Why bother doing any of these things? Will it make a difference?

Big-picture-wise, no. DC and Warner Bros. clearly do not care about the harm they are doing by supporting and promoting Miller. No studio exec is going to read this article, shed a single tear of remorse, and throw away millions of dollars by pulling The Flash from theaters.

You cannot control or stop corporate greed. But you can control yourself. Sometimes, you don’t do the right thing with the expectation of changing the world.

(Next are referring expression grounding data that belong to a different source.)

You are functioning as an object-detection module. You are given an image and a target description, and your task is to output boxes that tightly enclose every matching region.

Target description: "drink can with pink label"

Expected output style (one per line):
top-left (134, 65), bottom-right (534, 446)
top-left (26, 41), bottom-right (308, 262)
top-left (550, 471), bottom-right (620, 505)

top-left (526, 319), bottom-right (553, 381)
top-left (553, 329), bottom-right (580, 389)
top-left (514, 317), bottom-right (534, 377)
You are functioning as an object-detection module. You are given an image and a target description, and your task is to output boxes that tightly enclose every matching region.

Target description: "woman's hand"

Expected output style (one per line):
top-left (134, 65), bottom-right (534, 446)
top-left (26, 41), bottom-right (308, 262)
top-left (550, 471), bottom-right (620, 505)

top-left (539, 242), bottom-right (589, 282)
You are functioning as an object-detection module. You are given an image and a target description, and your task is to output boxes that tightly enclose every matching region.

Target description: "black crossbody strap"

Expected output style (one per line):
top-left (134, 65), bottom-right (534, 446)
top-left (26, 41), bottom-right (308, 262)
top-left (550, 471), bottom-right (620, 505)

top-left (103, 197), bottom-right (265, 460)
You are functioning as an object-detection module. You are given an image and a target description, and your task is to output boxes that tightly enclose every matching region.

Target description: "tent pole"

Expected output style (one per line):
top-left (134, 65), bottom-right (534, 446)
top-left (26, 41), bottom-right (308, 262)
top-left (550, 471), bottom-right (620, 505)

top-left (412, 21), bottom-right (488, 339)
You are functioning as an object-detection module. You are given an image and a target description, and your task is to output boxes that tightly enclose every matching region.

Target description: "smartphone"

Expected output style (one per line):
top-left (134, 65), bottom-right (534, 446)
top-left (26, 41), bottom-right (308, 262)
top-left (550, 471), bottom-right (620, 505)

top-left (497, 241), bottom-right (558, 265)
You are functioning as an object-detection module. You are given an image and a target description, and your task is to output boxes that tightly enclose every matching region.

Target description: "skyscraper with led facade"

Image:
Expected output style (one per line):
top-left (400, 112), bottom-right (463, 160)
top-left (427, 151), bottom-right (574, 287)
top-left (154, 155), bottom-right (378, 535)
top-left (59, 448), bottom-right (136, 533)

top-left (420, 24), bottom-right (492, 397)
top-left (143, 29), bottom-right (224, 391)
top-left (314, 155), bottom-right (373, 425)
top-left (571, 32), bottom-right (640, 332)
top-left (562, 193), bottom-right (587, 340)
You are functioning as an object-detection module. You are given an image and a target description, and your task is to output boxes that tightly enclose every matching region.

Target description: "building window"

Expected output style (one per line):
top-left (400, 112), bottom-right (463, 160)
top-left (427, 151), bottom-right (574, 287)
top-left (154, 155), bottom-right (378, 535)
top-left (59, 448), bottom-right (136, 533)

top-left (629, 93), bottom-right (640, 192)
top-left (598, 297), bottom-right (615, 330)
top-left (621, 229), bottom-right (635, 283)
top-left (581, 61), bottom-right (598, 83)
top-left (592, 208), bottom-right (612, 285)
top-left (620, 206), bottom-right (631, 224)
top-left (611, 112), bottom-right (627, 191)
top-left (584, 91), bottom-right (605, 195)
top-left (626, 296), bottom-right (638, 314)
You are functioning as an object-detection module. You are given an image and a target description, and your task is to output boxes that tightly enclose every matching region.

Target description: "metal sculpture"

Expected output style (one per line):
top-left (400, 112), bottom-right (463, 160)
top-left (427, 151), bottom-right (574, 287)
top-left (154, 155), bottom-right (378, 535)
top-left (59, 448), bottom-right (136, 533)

You do it for the personal knowledge that you faced a painful crossroads and made the right decision.

I think by now we have all had to choose between supporting a franchise we love and standing with vulnerable people being hurt by that franchise’s creators. It sucks. The fact that these studios repeatedly use their power to enable abusers rather than de-platform them also sucks. But when you’re implementing any of the suggestions in this article — whether it’s discovering a great new comic or trying to teach your dog to play fetch — you’ll remember that there are some nice things in the world, too.